The UK Financial Conduct Authority’s amendment to the UK-RTS (PS20/13) creates regulatory requirements for an alternative form of certificate to be used for TPP identification in open banking.
While there is a short-term need for business continuity – and a transition period to cater for that – it is also clear that there is a strong desire for continued harmonisation with the EU and for internal competition within the UK.
As it stands today, there is currently no technical specification that encapsulates the FCA regulatory requirements. However, there are two routes that could be pursued to achieve a safe, competitive landscape for certificate issuers, aligned with EU standards:
- To adopt the ETSI solution which will be available in January 2021
ETSI has started work to extend the European Technical Standard TS119 495 for PSD2 certificates to include non-EU PSD2 cases and non-EU countries. This specification will be available in January and will meet FCA content requirements.

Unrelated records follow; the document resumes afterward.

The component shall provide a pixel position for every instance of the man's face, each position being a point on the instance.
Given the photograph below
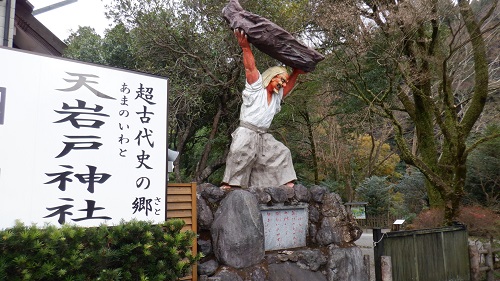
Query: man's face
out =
(279, 81)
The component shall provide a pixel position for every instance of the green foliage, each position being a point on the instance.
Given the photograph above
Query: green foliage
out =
(483, 165)
(480, 221)
(377, 192)
(85, 45)
(133, 250)
(412, 186)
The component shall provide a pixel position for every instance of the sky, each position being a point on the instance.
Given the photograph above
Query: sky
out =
(64, 19)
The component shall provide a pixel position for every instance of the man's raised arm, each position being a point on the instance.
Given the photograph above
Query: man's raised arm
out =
(251, 72)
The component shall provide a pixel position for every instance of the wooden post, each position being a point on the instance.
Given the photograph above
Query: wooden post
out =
(378, 251)
(366, 264)
(490, 274)
(474, 255)
(386, 266)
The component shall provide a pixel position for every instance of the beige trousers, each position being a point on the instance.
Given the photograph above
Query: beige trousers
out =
(256, 158)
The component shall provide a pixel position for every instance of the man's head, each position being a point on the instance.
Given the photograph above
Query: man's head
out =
(275, 78)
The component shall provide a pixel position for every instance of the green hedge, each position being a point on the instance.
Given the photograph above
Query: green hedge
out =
(133, 250)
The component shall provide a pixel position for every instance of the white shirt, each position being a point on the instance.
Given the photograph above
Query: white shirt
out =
(255, 109)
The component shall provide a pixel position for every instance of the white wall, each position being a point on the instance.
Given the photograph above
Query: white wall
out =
(3, 4)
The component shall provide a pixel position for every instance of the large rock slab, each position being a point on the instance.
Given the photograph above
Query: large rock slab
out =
(292, 272)
(237, 230)
(346, 264)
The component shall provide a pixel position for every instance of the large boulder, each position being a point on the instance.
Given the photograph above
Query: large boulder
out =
(346, 264)
(238, 231)
(292, 272)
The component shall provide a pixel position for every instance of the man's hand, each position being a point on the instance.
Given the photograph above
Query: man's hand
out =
(242, 38)
(298, 71)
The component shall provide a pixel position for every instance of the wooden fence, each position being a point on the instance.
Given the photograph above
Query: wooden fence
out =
(181, 203)
(424, 255)
(384, 221)
(483, 260)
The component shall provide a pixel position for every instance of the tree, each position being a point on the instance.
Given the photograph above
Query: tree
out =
(377, 192)
(189, 42)
(423, 65)
(85, 44)
(483, 177)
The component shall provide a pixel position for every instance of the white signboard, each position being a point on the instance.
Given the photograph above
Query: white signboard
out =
(284, 228)
(80, 143)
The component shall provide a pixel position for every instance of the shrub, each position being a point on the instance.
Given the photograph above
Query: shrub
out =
(480, 221)
(133, 250)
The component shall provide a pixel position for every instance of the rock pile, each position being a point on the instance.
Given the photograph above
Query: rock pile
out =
(231, 236)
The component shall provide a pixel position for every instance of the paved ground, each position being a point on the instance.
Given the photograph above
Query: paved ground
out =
(365, 243)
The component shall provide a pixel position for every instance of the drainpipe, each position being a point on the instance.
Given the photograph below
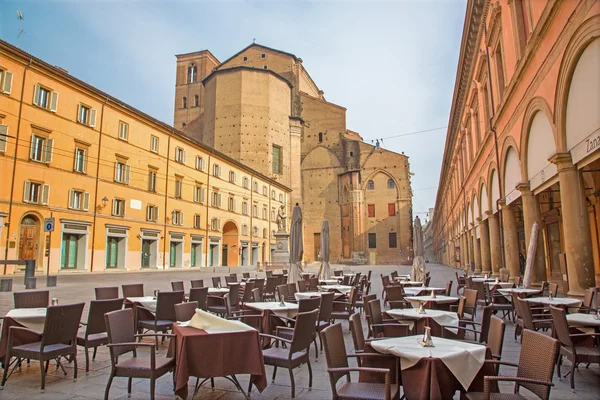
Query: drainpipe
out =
(96, 187)
(487, 54)
(166, 202)
(12, 183)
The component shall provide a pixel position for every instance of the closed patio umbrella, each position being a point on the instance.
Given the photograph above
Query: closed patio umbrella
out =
(325, 271)
(296, 246)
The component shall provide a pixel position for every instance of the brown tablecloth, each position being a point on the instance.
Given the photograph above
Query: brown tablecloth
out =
(214, 355)
(19, 337)
(430, 378)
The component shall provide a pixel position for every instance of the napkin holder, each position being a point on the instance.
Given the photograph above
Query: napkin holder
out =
(427, 341)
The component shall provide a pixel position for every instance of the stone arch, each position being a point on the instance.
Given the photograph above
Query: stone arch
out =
(583, 37)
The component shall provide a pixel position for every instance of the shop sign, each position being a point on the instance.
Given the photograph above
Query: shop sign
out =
(589, 145)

- For tScheme and the UK trust service providers to provide the required standards
The industry has already engaged with tScheme and the UK trust service providers to understand their willingness to provide the trust framework and standards.
Alternatively, a hybrid situation, using formatting elements from TS 119 495 and policy requirements from tScheme, could also be pursued.
The UK Open Banking Implementation Entity (OBIE) provides certificates, however, they are not currently audited within any of the EU or UK trust frameworks, leaving certain elements of the trust system unaudited.
It is important that after the transition period ends in June 2021, the UK market is set up to enable UK banks to accept certificates issued by any of the QTSPs or TSPs operating in the UK today.
An appropriate solution would be for the financial sector to agree to, or create, an open standard that complies with the UK-RTS as published in FCA PS20/13. This would include both the technical formatting and the trust framework, against which certificates would be measured. This would achieve a trusted, secure, and competitive landscape enabling the open banking ecosystem in the UK to continue to thrive.